Virginia: A Model for Administering the Death Penalty

Virginia should be the model for administering the death penalty nationwide.  In Virginia the death penalty is more than a symbolic penalty.  Death sentences are reviewed and carried out. The death penalty is a deterrent in Virginia.

Virginia inmates spend half the time, 7.1 years, from sentencing to execution than the average wait nationally, and the relatively large number of executions and fewer death sentences here has left just 11 killers on death row, reported the Richmond Times-Dispatch.


Virginia's tally through 2010 — 108 executions out of 149 death sentences — is in large part a result of fewer reversals, historically at least, by the Virginia Supreme Court and the 4th U.S. Circuit Courts of Appeals.

By comparison, California, which has conducted just 13 executions since 1977, has a death-row population of more than 700, among them Alfredo Prieto, condemned in 1992 for the rape and murder of a 15-year-old girl in Ontario, Calif.
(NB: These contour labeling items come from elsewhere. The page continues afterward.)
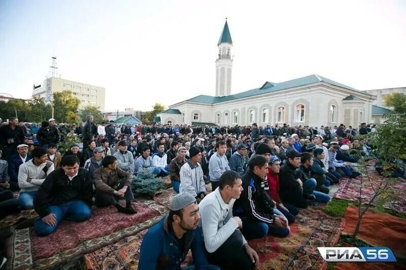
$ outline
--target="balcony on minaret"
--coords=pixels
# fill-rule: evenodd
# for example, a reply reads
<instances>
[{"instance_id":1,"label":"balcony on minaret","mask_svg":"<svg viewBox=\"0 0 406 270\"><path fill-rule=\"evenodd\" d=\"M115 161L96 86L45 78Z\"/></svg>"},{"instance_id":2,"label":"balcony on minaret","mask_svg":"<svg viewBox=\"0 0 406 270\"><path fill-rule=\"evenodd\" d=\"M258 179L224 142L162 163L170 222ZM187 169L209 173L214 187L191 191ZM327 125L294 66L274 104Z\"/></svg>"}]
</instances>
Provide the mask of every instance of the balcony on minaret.
<instances>
[{"instance_id":1,"label":"balcony on minaret","mask_svg":"<svg viewBox=\"0 0 406 270\"><path fill-rule=\"evenodd\" d=\"M216 60L219 60L219 59L232 60L232 57L231 57L231 56L230 55L229 53L223 54L219 54L218 56L218 58Z\"/></svg>"}]
</instances>

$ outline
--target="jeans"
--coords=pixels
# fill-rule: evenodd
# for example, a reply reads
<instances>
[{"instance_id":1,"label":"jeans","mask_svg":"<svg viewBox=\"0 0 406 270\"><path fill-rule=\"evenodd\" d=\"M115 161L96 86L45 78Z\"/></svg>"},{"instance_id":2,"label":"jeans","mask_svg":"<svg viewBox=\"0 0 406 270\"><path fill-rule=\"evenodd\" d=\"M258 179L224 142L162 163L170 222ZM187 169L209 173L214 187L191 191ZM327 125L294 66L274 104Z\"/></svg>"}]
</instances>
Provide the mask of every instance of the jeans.
<instances>
[{"instance_id":1,"label":"jeans","mask_svg":"<svg viewBox=\"0 0 406 270\"><path fill-rule=\"evenodd\" d=\"M174 190L176 193L179 193L179 185L181 182L179 181L172 180L172 186L174 187Z\"/></svg>"},{"instance_id":2,"label":"jeans","mask_svg":"<svg viewBox=\"0 0 406 270\"><path fill-rule=\"evenodd\" d=\"M48 210L56 217L56 225L50 226L42 221L40 217L34 221L34 229L38 236L50 235L56 229L62 219L84 221L90 218L92 210L89 206L80 200L75 200L59 205L50 205Z\"/></svg>"},{"instance_id":3,"label":"jeans","mask_svg":"<svg viewBox=\"0 0 406 270\"><path fill-rule=\"evenodd\" d=\"M276 209L274 210L275 211ZM277 213L278 212L275 212L275 214L278 214ZM286 228L279 228L272 223L259 222L246 217L242 217L241 220L243 221L243 228L241 231L247 240L262 238L268 235L277 237L286 237L289 235L290 232L289 226Z\"/></svg>"},{"instance_id":4,"label":"jeans","mask_svg":"<svg viewBox=\"0 0 406 270\"><path fill-rule=\"evenodd\" d=\"M284 205L284 206L285 206L285 207L286 209L288 209L288 208L286 207L286 206L285 206ZM289 209L288 209L288 210L289 211L289 212L288 212L279 206L277 207L277 209L278 209L278 211L281 212L281 213L282 214L285 216L285 217L286 218L286 219L288 220L288 223L290 224L291 223L293 223L294 222L295 222L295 219L296 219L296 217L295 216L297 215L297 214L296 214L296 215L293 215L293 214L290 213Z\"/></svg>"},{"instance_id":5,"label":"jeans","mask_svg":"<svg viewBox=\"0 0 406 270\"><path fill-rule=\"evenodd\" d=\"M0 217L9 214L16 213L20 209L20 202L14 198L13 191L9 189L0 192Z\"/></svg>"},{"instance_id":6,"label":"jeans","mask_svg":"<svg viewBox=\"0 0 406 270\"><path fill-rule=\"evenodd\" d=\"M20 205L23 209L33 209L34 208L34 196L37 194L37 191L23 191L20 192L18 200Z\"/></svg>"},{"instance_id":7,"label":"jeans","mask_svg":"<svg viewBox=\"0 0 406 270\"><path fill-rule=\"evenodd\" d=\"M212 191L214 191L216 190L216 188L219 187L219 181L211 181L210 182L212 182Z\"/></svg>"},{"instance_id":8,"label":"jeans","mask_svg":"<svg viewBox=\"0 0 406 270\"><path fill-rule=\"evenodd\" d=\"M218 265L222 270L254 270L255 267L243 246L243 235L239 229L207 256L210 263Z\"/></svg>"},{"instance_id":9,"label":"jeans","mask_svg":"<svg viewBox=\"0 0 406 270\"><path fill-rule=\"evenodd\" d=\"M122 188L124 186L124 181L121 180L116 190L119 190ZM125 198L126 202L131 202L134 200L134 194L132 193L132 190L131 190L130 186L127 187L127 190L125 190L124 194L124 197ZM114 194L101 192L97 190L94 197L96 206L97 207L106 207L110 205L114 205L118 203L117 199L120 198Z\"/></svg>"},{"instance_id":10,"label":"jeans","mask_svg":"<svg viewBox=\"0 0 406 270\"><path fill-rule=\"evenodd\" d=\"M330 196L322 192L315 190L316 188L316 180L309 178L303 184L303 189L306 189L310 194L313 194L316 197L313 202L317 203L327 203L330 201Z\"/></svg>"}]
</instances>

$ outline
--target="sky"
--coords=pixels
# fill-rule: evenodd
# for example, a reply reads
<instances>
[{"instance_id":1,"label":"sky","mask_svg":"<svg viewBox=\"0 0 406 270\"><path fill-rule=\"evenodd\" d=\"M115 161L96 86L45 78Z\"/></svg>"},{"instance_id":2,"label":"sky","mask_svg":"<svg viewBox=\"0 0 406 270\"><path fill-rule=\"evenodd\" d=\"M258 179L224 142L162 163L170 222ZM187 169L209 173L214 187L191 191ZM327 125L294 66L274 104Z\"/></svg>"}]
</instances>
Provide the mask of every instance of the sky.
<instances>
[{"instance_id":1,"label":"sky","mask_svg":"<svg viewBox=\"0 0 406 270\"><path fill-rule=\"evenodd\" d=\"M360 90L406 87L406 1L0 0L0 93L61 78L106 88L106 110L215 94L227 17L231 93L317 74Z\"/></svg>"}]
</instances>

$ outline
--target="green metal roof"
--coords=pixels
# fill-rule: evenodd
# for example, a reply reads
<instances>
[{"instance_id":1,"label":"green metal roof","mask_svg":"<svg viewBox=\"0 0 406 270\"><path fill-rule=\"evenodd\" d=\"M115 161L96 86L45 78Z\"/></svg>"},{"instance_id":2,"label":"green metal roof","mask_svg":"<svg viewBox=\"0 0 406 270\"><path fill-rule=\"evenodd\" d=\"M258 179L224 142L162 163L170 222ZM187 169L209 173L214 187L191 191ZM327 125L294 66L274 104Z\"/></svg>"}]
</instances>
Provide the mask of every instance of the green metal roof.
<instances>
[{"instance_id":1,"label":"green metal roof","mask_svg":"<svg viewBox=\"0 0 406 270\"><path fill-rule=\"evenodd\" d=\"M371 95L369 95L365 92L359 91L354 88L352 88L349 86L347 86L342 84L337 83L336 82L325 78L324 77L322 77L319 75L313 74L309 76L306 76L306 77L291 80L290 81L287 81L286 82L283 82L282 83L279 83L277 84L266 82L262 87L259 88L255 88L254 89L239 93L238 94L230 95L229 96L213 97L212 96L200 95L199 96L192 98L190 99L188 99L186 100L186 101L200 103L214 104L219 102L223 102L224 101L229 101L230 100L233 100L239 98L251 97L253 96L256 96L257 95L260 95L261 94L277 92L279 90L288 89L289 88L293 88L294 87L298 87L299 86L311 85L321 82L324 82L330 85L359 92L363 94L367 94L372 96Z\"/></svg>"},{"instance_id":2,"label":"green metal roof","mask_svg":"<svg viewBox=\"0 0 406 270\"><path fill-rule=\"evenodd\" d=\"M225 21L224 27L223 28L223 31L221 32L221 34L220 35L220 39L217 45L220 43L226 43L232 44L232 41L231 40L231 35L230 34L230 30L228 29L228 24L227 23L227 20Z\"/></svg>"},{"instance_id":3,"label":"green metal roof","mask_svg":"<svg viewBox=\"0 0 406 270\"><path fill-rule=\"evenodd\" d=\"M373 115L383 115L384 114L386 114L386 113L389 113L391 111L392 111L392 110L390 110L389 109L387 109L386 108L383 108L382 107L376 106L375 105L372 105L371 114Z\"/></svg>"},{"instance_id":4,"label":"green metal roof","mask_svg":"<svg viewBox=\"0 0 406 270\"><path fill-rule=\"evenodd\" d=\"M354 97L352 95L350 95L349 96L343 98L343 100L362 100L362 99L359 97Z\"/></svg>"},{"instance_id":5,"label":"green metal roof","mask_svg":"<svg viewBox=\"0 0 406 270\"><path fill-rule=\"evenodd\" d=\"M209 127L213 127L214 126L218 126L218 125L212 123L192 122L192 126L209 126Z\"/></svg>"},{"instance_id":6,"label":"green metal roof","mask_svg":"<svg viewBox=\"0 0 406 270\"><path fill-rule=\"evenodd\" d=\"M120 123L141 125L142 124L142 122L140 121L138 118L133 116L130 116L120 117L114 120L115 124L119 124Z\"/></svg>"},{"instance_id":7,"label":"green metal roof","mask_svg":"<svg viewBox=\"0 0 406 270\"><path fill-rule=\"evenodd\" d=\"M181 111L178 109L168 109L163 111L159 112L159 113L172 113L172 114L181 114Z\"/></svg>"}]
</instances>

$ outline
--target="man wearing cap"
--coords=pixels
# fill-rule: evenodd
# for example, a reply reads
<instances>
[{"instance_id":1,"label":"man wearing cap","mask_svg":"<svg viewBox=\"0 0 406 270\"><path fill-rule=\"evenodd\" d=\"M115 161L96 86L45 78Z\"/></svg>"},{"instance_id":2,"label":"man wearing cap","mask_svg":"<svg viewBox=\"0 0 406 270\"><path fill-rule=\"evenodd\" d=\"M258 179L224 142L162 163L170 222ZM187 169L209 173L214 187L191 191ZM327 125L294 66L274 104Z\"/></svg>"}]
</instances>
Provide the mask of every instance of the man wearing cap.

From 1977 through 2010, fewer people were sentenced to death in Virginia than in other states with similar populations: Ohio, 230; North Carolina, 443; and Georgia 321. Virginia's per-capita execution rate, however, ranks fourth nationally. Alabama and South Carolina, with populations roughly half the size of Virginia, sentenced to death 439 and 194 people, respectively, during the same period.

Robert Blecker, a professor at the New York School of Law, supports execution for the worst offenders and said that on its face, Virginia's record appears to be exemplary.

"It is a ratio to which all states with a death penalty should aspire," Blecker told the Times-Disptach. Blecker is the author of the recently published "Let the Great Axe Fall," based in part on 12 years interviewing hundreds of killers at the District of Columbia's former Lorton Reformatory in Fairfax County.

"I heard stories from guys who murdered in D.C. but would not in Virginia because of 'what that state has waiting for me.' I can tell you that the guys feared Virginia's death penalty — whether from the high ratio, or for other reasons," he said.

Blecker said fewer death-case reversals by appeals courts here does not necessarily mean they are not doing a good job reviewing cases — it could mean that abolitionist judges in other parts of the country are finding too many errors.

"No trial is perfect," Blecker said. The question is whether errors were serious enough to have changed the outcome. He said judges on some appeals courts are using minor errors as pretexts for reversals.

"It could be that the 4th Circuit is really calling it accurately," he told the Times-Dispatch.

But, said Blecker, Virginia's execution ratio could obscure problems.

"We should condemn very, very few to death, and execute almost all of them," he said. He said it appeared that Virginia, with 15 death-eligible crimes, might want to cull the list.

"Ideally, the legislature should construct a death-penalty statute that truly isolates only the worst of the worst of the worst," he said.